Cardinal Burke is known for upholding of church rites and traditions favored by Pope Benedict XVI, The Times reported.
He'd also been a leader of American bishops who'd argued Catholic politicians who support abortion rights should be barred from receiving communion; Cardinal Wuerl had taken an opposite tack, The Times said.
“That certainly is in line with the pope, who has said that communion is not a reward for being good,” the Rev. Thomas Reese, a Jesuit priest and the author of “Inside the Vatican: The Politics and Organization of the Catholic Church” told The Times.
“It is a sacrament of healing to help people.”
In an interview Burke gave to American Catholic broadcaster EWTN last week, he raised concerns about Pope Francis' comments suggesting church teaching on matters such as abortion and gay marriage doesn't need to be repeated, saying "we can never talk enough" about the defense of human life, the Catholic Reporter said.

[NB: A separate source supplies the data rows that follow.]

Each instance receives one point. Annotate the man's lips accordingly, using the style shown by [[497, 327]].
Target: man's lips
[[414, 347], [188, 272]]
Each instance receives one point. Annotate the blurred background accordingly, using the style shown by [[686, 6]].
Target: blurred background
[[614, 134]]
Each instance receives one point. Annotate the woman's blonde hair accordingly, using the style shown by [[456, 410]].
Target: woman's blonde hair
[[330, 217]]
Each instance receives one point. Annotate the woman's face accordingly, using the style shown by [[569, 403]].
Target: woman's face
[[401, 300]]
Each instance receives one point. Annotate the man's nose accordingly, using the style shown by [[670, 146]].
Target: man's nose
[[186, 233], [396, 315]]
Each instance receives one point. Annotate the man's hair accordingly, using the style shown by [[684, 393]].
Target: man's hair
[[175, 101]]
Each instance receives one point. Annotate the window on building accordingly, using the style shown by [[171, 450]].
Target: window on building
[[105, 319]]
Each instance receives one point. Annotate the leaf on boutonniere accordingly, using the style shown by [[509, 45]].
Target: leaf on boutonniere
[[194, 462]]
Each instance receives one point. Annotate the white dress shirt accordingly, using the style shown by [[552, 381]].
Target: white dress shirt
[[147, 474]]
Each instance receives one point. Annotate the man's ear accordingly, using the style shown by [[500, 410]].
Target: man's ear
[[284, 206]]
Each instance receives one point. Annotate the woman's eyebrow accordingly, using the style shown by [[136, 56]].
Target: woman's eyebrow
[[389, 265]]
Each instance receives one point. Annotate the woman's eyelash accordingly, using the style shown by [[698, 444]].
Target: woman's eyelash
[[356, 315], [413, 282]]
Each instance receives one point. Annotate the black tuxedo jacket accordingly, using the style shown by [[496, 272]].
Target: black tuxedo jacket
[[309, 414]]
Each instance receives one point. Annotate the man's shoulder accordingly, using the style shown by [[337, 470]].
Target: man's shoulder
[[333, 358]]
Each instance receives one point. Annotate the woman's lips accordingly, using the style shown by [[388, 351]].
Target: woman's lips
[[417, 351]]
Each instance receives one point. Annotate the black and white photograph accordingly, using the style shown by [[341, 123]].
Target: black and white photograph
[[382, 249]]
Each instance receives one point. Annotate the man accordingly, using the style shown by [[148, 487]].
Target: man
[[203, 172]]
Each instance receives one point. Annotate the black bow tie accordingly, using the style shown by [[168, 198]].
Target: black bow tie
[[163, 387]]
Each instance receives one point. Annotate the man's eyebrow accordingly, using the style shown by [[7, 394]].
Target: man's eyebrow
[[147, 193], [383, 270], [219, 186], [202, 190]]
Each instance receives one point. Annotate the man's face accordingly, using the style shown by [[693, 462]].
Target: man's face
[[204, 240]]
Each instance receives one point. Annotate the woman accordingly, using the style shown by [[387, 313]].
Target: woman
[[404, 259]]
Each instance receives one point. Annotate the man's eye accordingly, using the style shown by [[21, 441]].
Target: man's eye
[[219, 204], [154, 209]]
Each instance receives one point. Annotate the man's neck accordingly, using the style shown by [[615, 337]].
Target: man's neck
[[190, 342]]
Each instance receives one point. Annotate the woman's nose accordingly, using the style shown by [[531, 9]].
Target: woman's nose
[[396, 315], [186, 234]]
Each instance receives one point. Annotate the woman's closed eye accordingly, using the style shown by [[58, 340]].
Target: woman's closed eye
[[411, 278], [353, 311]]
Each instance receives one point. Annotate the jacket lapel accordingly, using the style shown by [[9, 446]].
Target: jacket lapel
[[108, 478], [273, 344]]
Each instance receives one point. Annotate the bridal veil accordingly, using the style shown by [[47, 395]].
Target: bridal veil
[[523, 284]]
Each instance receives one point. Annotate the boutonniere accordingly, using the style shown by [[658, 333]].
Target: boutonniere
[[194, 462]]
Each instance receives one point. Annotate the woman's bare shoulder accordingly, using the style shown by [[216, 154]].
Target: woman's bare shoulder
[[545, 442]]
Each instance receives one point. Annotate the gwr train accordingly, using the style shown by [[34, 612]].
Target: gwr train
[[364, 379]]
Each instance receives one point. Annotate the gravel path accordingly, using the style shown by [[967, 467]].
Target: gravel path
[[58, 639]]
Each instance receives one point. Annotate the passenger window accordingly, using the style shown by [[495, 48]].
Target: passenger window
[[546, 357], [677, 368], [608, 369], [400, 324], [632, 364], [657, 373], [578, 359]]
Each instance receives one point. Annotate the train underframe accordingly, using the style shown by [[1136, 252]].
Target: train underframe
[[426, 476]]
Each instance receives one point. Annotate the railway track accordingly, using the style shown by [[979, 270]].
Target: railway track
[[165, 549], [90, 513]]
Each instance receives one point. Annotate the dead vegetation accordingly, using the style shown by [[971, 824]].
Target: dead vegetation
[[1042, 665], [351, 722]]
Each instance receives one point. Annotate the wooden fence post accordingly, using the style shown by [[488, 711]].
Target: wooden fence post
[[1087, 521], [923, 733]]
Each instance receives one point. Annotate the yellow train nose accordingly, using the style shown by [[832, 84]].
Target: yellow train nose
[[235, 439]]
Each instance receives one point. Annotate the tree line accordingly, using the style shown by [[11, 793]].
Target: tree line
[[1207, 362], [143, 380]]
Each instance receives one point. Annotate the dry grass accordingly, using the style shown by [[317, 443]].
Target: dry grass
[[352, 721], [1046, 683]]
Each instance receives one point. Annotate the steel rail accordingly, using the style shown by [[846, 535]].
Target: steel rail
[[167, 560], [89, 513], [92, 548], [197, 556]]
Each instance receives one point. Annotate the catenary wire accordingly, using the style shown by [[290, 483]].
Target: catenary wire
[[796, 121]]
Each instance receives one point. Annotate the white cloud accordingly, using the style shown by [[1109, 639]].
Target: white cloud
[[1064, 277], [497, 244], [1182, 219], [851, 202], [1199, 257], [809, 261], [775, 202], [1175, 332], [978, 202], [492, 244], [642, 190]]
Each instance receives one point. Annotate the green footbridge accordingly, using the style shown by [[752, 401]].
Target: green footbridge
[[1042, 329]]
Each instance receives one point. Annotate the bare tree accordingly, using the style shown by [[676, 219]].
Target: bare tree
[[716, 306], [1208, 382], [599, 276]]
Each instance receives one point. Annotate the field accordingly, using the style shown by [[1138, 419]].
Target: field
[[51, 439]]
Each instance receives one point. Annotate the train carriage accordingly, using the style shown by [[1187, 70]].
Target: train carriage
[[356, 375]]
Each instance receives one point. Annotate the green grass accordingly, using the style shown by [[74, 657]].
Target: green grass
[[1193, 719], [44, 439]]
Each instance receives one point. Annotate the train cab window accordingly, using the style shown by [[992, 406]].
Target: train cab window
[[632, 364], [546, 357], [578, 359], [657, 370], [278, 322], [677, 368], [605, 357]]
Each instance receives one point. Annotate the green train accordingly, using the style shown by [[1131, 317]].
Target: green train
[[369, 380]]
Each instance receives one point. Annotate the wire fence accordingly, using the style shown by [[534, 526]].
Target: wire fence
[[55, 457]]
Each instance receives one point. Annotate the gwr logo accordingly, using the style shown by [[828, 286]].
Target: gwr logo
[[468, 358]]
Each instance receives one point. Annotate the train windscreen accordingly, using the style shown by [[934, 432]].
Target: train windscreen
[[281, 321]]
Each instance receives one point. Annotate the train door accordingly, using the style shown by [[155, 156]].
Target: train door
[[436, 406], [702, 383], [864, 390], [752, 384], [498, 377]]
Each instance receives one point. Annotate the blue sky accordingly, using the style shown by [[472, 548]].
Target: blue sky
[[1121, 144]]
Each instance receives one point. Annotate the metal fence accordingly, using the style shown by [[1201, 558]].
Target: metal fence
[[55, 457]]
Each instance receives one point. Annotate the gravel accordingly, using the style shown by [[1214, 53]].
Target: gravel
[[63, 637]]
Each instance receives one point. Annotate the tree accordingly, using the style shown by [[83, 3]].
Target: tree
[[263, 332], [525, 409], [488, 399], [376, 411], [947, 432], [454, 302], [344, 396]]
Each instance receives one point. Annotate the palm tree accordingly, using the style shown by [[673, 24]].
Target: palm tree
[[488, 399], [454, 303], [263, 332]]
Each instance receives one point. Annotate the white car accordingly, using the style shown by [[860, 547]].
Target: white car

Since his election in March, Pope Francis has won praise — and the
Time magazine naming as Person of the Year — for being a kind and humble leader.
The Times noted he's also expressed the intention to reorganize and overhaul the Roman Curia, the bureaucracy that governs the church.
But the pope has also found himself in the crosshairs of some American conservatives, including talk-show host
Rush Limbaugh, who found one of his apostolic procomations "pure Marxism."